Allusione gradevole, più facilmente riconoscibile, quella di Sophia Loren in terrazza con i panni stesi. In Una giornata particolare Ettore Scola ha girato quella memorabile scena piena di vita. Qui vediamo Mamma Rosa su una sedia, imbambolata, sotto uno scroscio di pioggia, perso completamente il contatto con la realtà. È la prima crisi neurologica di Mamma Rosa, resa benissimo dalla recitazione della Loren, che ha sempre mantenuto il passaggio commovente tra la fragilità e la spavalderia del personaggio.
Il film si regge molto sulla sua performance, con una narrazione che la mette più a fuoco di Momo.

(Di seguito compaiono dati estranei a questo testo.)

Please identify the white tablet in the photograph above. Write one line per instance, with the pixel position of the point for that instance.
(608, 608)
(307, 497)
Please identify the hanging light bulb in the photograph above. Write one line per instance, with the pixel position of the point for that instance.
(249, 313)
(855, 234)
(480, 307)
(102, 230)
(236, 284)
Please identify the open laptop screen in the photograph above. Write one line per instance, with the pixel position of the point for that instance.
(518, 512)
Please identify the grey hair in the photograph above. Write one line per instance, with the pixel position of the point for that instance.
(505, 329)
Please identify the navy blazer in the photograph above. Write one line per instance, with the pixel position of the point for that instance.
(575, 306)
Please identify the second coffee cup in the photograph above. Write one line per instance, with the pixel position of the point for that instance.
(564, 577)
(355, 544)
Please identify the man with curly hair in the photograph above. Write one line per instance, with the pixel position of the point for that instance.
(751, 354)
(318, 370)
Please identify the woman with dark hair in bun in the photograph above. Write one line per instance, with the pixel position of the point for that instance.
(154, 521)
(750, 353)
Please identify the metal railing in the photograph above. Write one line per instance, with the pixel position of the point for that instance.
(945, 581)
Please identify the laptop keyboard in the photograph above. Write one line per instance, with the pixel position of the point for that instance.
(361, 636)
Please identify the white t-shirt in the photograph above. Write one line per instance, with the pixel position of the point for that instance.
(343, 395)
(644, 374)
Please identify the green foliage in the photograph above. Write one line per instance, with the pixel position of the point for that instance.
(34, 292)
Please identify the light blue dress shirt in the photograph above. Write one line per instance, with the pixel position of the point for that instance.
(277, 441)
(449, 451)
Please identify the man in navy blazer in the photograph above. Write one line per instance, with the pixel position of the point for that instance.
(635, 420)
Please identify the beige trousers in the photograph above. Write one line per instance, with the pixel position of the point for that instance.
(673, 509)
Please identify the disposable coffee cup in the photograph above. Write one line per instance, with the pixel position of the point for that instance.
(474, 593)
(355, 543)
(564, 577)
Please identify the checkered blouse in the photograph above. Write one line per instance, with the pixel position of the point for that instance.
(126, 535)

E quindi non è più una storia di formazione, come nel romanzo, bensì l’incontro di due anime, di chi ha la vita davanti a sé e chi soffre ancora per quella passata. Di chi vorrebbe conoscere le origini, e chi vorrebbe dimenticarle: due persone anagraficamente lontanissime ed emotivamente molto vicine.
Il film è equilibrato, nelle scene, nei dialoghi, nelle musiche. Però noi siamo ostinati: avremmo voluto che durasse di più, per darci il tempo di condividere con i protagonisti il loro percorso di consapevolezza, che non può sottostare alla fretta.